For several years, finance companies have been the target of cybercriminals and although this is still the case to a certain extent, In 2021 there were two sectors that were most attacked: manufacturing and retail.
“It’s like the story of the bear: so that the bear that is chasing you doesn’t eat you, you have to run faster than the rest of the people”, said the Cyber Security Services & Solution Manager of IBM, Diego Macor. “The finance area has been preparing for years with cybersecurity programs and thus managed to reduce attacks“, he explained.
According to the IBM report X-Force Threat Intelligence Index 2022, in Latin America 22% of the companies attacked were manufacturing, 20% retail and 15% finance.
However, protecting oneself is not the solution to the problem. This year’s study shows that As businesses continue to adapt to an ever-changing global marketplace, attackers remain adept at exploiting those changes.
The pandemic encouraged the approach of the manufacturing and retail area to the digital market. They did it so suddenly that companies in these sectors began to operate without being as protected as those in finance. Then, the criminals saw the opportunity to deceive them and generate attacks: “Take the credentials and do business with it,” according to Macor.
A weakness that hackers found in manufacturing and retail companies are OT networks, This is the name given to the Operations Technology dedicated to changing the physical processes through the monitoring and administration of devices; this happens, for example, when cameras are turned on or switches are activated by Wi-Fi or remote means. In this type of device there was an increase in attacks: more than 2,000%.

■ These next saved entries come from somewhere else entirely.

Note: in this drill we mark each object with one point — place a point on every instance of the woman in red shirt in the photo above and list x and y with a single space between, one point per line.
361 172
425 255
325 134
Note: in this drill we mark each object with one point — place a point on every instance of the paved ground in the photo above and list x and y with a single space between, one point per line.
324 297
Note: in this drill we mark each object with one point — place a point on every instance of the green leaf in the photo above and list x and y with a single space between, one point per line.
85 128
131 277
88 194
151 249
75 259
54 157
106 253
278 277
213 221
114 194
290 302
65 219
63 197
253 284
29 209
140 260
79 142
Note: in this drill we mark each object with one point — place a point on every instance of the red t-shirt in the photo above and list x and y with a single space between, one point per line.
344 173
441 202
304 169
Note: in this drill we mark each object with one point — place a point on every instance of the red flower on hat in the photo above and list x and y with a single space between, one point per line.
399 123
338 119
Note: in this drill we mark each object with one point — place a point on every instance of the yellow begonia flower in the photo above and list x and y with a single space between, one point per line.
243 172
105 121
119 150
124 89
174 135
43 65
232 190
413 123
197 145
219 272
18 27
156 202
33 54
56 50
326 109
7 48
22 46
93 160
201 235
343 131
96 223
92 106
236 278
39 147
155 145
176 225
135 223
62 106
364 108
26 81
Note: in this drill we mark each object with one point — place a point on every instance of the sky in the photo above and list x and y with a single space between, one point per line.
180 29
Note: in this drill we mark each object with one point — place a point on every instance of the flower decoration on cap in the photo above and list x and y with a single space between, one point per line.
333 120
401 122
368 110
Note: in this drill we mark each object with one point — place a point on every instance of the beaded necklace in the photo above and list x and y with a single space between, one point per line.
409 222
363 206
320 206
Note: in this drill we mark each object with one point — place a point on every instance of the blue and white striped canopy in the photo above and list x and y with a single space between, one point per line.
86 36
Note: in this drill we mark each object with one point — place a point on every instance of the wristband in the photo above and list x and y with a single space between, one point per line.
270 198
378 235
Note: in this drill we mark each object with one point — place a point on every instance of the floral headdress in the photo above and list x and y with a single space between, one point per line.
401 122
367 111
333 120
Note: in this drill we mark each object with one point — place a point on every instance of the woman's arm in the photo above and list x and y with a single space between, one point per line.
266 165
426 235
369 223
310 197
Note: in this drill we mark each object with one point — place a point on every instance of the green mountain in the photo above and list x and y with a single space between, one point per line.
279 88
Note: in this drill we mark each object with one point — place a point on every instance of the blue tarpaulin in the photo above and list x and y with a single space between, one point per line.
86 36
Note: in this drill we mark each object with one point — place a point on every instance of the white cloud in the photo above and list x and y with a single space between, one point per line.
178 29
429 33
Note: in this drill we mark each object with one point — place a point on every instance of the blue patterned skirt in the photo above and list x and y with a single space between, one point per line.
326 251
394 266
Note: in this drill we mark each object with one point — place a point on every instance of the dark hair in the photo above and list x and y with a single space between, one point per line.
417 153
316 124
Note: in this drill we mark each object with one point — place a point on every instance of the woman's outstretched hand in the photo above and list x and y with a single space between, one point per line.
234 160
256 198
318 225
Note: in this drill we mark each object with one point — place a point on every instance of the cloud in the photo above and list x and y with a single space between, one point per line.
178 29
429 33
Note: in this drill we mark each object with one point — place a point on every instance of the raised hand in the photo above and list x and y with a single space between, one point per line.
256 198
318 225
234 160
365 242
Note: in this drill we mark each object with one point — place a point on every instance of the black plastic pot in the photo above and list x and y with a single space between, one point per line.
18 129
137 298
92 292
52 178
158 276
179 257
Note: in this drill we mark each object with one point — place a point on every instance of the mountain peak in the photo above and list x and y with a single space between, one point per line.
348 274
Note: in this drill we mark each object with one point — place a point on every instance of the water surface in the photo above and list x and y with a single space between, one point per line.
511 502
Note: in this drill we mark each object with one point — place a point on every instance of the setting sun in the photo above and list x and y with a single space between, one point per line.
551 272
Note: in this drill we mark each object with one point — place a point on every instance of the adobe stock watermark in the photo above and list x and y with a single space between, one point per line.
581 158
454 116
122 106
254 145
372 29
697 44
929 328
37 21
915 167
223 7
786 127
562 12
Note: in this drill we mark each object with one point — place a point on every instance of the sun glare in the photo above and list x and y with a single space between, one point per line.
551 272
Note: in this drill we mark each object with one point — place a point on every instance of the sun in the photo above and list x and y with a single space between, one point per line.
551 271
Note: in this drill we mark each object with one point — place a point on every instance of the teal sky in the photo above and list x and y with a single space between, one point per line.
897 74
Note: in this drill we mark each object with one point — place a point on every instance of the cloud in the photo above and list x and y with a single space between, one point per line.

“Generally they went after the banks, that’s where the money is. Now they have realized that the return is greater when they attack a company that is not prepared,” Macor said.
The companies attacked
In Latin America, data access blocking, credential theft and email attacks were the most common in the region and in Uruguay. According to Macor, this type of cyberattack is oriented to any type of company because it goes against people: “Criminals try to steal employee credentials when they go for coffee, when they go to the gym, etc. because those places give free internet with little security,” he explained. With those credentials they begin to look for a way to enter the company and generate attacks.
“The attacks are very planned and they hit everywhere,” Macor said.
Along these lines, the expert assured that all companies —small, medium and large— suffer and will suffer attacks, the only thing criminals need is for them to make just one mistake. Therefore, they must be prepared to defend themselves against the best criminal in the world.